Description:
Imperial Sun Trochus
Hand coloured copper plate engraving
From:
The Naturalist’s Repository by Edward Donovan, 1823.
Artist:
Edward Donovan.
Addional Notes:
Edward Donovan (1768-1837) was a wealthy prominent naturalist who had an entree to all the great collections of the time. He drew the subjects for his illustrations
from his own museum and the collections of such famous scientists as Sir Joseph Banks and Drury. Banks
collected a number of specimens of the famous New Zealand rarity, the Imperial Sun Shell, while with Captain
James Cook in New Zealand. ...the — pink variety — which was brought up on the anchor cable of either the
Adventure or Discovery and bought by a Sir Ashton Lever from Cook or Cook’s widow.

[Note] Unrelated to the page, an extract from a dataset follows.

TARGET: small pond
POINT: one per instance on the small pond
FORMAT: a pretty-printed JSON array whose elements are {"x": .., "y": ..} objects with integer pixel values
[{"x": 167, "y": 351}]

The shell was sold
in 1806 to J.J.A. Filliham for 23 guineas and from him it went to the Duke of Bourbon who was then living in England. It was sold again on the latter’s return to France and later reached the British Museum where it remains today. During its time in the Leverian Museum
it was painted by Alexandre Chevalier de Barde, a noted French natural history painter and was illustrated yet again by Donovan in The Naturalist’s Repository or Miscellany of Exotic Natural History Exhibiting Rare
and Beautiful Specimens of Foreign Birds, Insects, Shells published in 1823 in London. It comprised five volumes
with 180 hand coloured engravings.
Reference: The Southern Ark, Zoological Discovery In NZ, J.R.H. Andrews, 1986 .
Display &
Framing Notes:
Do not hang in direct sunlight.
This print should be framed with acid free archival matting and archival glass.